To think the grass needs mowing, and it was 85° a couple of weeks ago.... [smilie=s:

How is it where you live? Please tell me it's better than this.....


----------



## gnatster (Mar 6, 2004)

What do you expect in Minnesnowta?


----------



## Piscesgirl (Feb 25, 2004)

Oh gads! I did mow today after my mower decided after all it did want to work (maybe it was because I threatened it with a junk yard trip) and it was a nice 70 degrees. Sorry Jan


----------



## turbomkt (Mar 31, 2004)

I was mad today. It was the second day in a row the weather guy on TV was wrong. Both days they said a high of 70-71, but in reality it reached 80 (or close to it) both days!

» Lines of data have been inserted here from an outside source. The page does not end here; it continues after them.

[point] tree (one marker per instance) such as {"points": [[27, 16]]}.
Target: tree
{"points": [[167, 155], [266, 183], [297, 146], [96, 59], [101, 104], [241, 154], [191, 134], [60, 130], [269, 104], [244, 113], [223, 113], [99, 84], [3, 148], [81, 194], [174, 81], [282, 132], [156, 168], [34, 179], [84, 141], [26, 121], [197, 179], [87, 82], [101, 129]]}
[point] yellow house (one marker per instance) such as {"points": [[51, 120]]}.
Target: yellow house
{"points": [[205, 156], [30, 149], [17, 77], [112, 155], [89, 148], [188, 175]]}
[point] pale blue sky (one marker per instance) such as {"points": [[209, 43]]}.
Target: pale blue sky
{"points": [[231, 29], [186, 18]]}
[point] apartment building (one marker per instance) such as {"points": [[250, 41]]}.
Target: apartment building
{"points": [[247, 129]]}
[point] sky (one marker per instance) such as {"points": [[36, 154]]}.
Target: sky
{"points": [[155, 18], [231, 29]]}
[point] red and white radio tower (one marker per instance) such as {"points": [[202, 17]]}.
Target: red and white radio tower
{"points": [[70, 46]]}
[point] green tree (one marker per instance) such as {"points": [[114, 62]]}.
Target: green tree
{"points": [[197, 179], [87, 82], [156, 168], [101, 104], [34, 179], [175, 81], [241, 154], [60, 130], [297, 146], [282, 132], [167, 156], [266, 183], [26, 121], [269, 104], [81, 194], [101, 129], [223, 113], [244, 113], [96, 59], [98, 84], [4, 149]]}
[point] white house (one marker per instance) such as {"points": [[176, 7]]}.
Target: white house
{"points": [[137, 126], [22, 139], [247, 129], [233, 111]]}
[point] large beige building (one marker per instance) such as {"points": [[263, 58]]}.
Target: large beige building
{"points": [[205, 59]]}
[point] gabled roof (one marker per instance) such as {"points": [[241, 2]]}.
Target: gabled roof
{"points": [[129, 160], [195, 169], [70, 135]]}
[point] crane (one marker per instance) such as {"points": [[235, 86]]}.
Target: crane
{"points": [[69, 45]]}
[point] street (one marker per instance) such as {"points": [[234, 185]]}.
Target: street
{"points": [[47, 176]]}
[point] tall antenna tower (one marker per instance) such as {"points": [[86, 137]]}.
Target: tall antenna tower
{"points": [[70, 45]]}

And we even had rain on Thursday.

It's been a long time since I've seen that white stuff around. Hey...I remember. The weekend before Thanksgiving I was passing through Idaho and Utah on my way home (through Vegas for T-giving dinner with my mom).

[smilie=k:


----------



## Paul Higashikawa (Mar 18, 2004)

Already crazy 90's in Houston. And all the wild swords have been blooming with other aquatic what-not plants. Dang hot here!


----------



## The_Holy_Bull (Apr 27, 2005)

Ya up here in northern Maine we got 5in of snow Friday morning from like 3:30 am to 11:00 am then it turned to rain. The rivers around here are the highest they have been in like 30 years! But all is well it was 45 today lol.


----------



## Jason Baliban (Feb 21, 2005)

Oh goodness......Im sorry.
jB


----------



## amber2461 (Jun 15, 2004)

Weather here is the same as PG, sorry Jan!


----------



## Laith (Sep 4, 2004)

Jan, if I were you, right about now I'd be seriously thinking about migrating somewhere south! :smile:


----------



## Bert H (Mar 2, 2004)

And here I thought we had a lousy day yesterday - rained on and off and temps in the 70's! It's all relative.


----------



## fishmaster#1 (Apr 10, 2005)

It's in the 40's here in chi land no snow tho. I am going to move south in few months to enjoy hobby all year long.


----------



## Praxx42 (Mar 4, 2005)

Rain! Give me rain and lots of it, I'll even take it temporarily frozen, just gimme rain!


----------



## bopper20 (Mar 14, 2005)

looks like you've got too much snow in the picture, try a better filtration method. also - I don't like the looks of your grass - perhaps its not getting enough iron..


----------